Вне эпидемического процесса такие мутации можно считать нейтральными. В Европе и России их носители были элиминированы Y.pestis уже в первой половине XV столетия, после чего чума (до Ветлянской эпидемии, 1878) проявлялась только в бубонной и бубонно-септической формах, какой бы масштаб она не принимала.

Интоксикация при чуме

Уже более столетия, начиная с работ Минха (1881, 1898) и до учебника Шуваловой Е.П. с соавт. (2001) включительно, авторы-клиницисты настаивают на том, что в основе патогенеза чумы лежит выработка ее возбудителем каких то токсинов. Однако бактериологи до настоящего времени так и не нашли у Y.pestis истинных экзотоксинов (какими, например, являются дифтерийный или столбнячный), способные в опытах на животных вызывать основные симптомы, наблюдаемые при чуме. Твердое следование догме, что именно токсин или какое-то другое вещество, образуемое Y.pestis, определяет патологический процесс, привело к тому, что в исследовании механизмов патогенеза при чуме не было сделано никаких принципиальных открытий. Как проявление кризиса изучения специфических механизмов интоксикации при чуме Домарадский И.В. (1998) рассматривает смещение интереса ученых с такого специфического токсина, каким является мышиный, к неспецифическому фактору патогенности любой грамотрицательной бактерии — липополисахаридному комплексу бактериальной стенки. Тем самым он признает, что так называемая интоксикация при чуме носит неспецифический характер.

Действительно, многие симптомы в клинической картине чумы наблюдаются при других инфекционных болезнях, в том числе тех, возбудителей которых никак не заподозришь в синтезе истинных экзотоксинов (например, вирусы).

Рассмотрим такой важный синдром клиники чумы, как сердечно-сосудистый, обычно относимый к проявлениям интоксикации. Быстро нарастающее поражение сердечно-сосудистой системы, резкое падение кровяного давления, помрачение сознания и геморрагии (чумные знаки) у некоторых больных чумой развиваются даже раньше, чем бубоны или осложнения со стороны легких. Но они встречаются и при большинстве вирусных инфекций, например, при гриппе (особенно во время пандемии испанки ), и хантавирусных инфекциях; и при паразитарном заболевании — малярии. В то же время эти неспецифические симптомы проявляются далеко не у всех больных, и в разные эпидемии их частота варьирует (Шувалова Е.П. с соавт., 2001). Следовательно, их проявление все же зависит от каких-то специфических факторов, которые могут проявляться как в клинике болезни, так и в ее эпидемиологии.

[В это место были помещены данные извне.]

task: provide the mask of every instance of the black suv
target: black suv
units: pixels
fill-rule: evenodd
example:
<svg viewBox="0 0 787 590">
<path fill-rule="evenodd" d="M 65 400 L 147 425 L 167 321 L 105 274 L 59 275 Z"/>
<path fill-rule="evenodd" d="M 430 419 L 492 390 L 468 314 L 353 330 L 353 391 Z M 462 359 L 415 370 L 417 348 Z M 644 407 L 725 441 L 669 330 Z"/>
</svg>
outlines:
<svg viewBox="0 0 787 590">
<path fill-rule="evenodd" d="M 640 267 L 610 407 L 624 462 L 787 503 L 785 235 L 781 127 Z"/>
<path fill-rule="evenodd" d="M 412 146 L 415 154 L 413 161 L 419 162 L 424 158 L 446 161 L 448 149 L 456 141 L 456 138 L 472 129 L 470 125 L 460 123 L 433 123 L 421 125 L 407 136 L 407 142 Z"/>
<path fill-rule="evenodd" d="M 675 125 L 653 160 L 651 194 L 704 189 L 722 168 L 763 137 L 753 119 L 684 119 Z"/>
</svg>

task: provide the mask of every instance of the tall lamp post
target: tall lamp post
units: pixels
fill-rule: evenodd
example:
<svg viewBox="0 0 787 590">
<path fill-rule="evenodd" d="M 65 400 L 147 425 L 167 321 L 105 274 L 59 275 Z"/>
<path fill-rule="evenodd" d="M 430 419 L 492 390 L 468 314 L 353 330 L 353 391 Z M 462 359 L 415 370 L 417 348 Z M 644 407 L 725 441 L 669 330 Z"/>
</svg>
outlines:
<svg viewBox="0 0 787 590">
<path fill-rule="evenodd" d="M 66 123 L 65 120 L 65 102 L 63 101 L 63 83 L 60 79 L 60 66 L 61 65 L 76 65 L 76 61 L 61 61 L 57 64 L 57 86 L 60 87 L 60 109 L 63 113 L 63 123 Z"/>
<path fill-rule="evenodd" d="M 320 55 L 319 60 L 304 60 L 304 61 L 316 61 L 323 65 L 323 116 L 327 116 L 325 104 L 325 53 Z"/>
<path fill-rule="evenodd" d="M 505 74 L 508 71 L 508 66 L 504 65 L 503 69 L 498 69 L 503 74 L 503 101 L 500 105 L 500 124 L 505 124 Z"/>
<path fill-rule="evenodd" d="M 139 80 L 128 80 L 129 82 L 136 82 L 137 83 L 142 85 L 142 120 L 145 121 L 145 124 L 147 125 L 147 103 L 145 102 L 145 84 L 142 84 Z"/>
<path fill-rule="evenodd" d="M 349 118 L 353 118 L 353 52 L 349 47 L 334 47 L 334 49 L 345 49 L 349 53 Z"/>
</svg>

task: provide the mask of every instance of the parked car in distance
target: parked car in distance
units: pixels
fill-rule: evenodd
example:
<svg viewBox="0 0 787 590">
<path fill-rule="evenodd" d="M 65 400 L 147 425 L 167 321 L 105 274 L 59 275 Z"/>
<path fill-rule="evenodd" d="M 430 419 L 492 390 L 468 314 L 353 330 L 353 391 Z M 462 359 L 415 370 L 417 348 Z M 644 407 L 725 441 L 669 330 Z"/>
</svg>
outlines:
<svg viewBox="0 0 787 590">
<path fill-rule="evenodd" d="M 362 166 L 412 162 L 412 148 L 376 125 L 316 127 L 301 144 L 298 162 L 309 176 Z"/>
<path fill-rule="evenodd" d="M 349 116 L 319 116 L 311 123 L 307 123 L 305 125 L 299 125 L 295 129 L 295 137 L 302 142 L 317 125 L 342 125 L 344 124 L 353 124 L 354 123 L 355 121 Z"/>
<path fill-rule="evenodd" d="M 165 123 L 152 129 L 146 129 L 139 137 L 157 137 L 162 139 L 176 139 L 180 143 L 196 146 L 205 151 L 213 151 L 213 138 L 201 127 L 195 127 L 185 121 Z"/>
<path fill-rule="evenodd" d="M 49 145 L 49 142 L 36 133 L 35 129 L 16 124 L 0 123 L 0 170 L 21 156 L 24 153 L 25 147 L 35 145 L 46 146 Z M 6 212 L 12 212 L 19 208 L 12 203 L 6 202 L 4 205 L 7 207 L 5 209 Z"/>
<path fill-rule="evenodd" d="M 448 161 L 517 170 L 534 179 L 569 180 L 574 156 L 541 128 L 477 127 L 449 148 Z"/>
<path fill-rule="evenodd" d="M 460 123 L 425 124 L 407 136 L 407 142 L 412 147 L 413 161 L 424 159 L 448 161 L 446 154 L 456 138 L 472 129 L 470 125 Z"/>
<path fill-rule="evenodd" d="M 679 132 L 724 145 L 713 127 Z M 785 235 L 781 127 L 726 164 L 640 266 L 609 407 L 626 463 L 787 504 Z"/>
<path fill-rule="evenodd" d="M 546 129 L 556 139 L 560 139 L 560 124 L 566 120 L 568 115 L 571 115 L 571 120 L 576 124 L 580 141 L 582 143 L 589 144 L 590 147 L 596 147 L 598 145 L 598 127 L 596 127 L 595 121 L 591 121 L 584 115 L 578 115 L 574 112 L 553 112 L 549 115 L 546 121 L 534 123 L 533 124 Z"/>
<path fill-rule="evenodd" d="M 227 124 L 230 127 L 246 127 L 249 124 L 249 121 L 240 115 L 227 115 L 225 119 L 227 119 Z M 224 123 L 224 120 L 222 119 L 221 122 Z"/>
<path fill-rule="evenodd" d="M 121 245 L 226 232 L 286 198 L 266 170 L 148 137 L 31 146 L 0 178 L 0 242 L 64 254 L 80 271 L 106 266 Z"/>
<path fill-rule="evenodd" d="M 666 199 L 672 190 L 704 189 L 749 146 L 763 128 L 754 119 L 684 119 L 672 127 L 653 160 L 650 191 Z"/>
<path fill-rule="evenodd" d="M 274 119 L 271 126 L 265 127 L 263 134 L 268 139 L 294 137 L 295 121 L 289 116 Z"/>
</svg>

В поисках ответа на вопрос, что это за специфический фактор (фактор Х), от которого зависят неспецифические клинические проявления болезни, обратимся к аналогиям.

Лица, которые экспрессировали гены главного комплекса гистосовместимости В8(HLA-B8), переносили хантавирусную инфекцию более тяжело, чем экспрессировавшие HLA-B27. У них болезнь проявлялась пониженным кровяным давлением, повышенным содержанием креатинина в крови. Одновременно наблюдалось большее количество вируса в моче и крови, определяемого с помощью полимеразной цепной реакции (ПЦР). У лиц с HLA-B27, болезнь протекала в мягкой форме. Почти все больные с гаплотипом HLA-A1-B8-DR3, у которых прогрессивно развивались все те же симптомы шока (наблюдаемые и при чуме; см. работу Шуваловой с соавт., 2001), экспрессировали вторую аллель фактора некроза опухолей (TNF2) (Wilson A. еt al.,1997).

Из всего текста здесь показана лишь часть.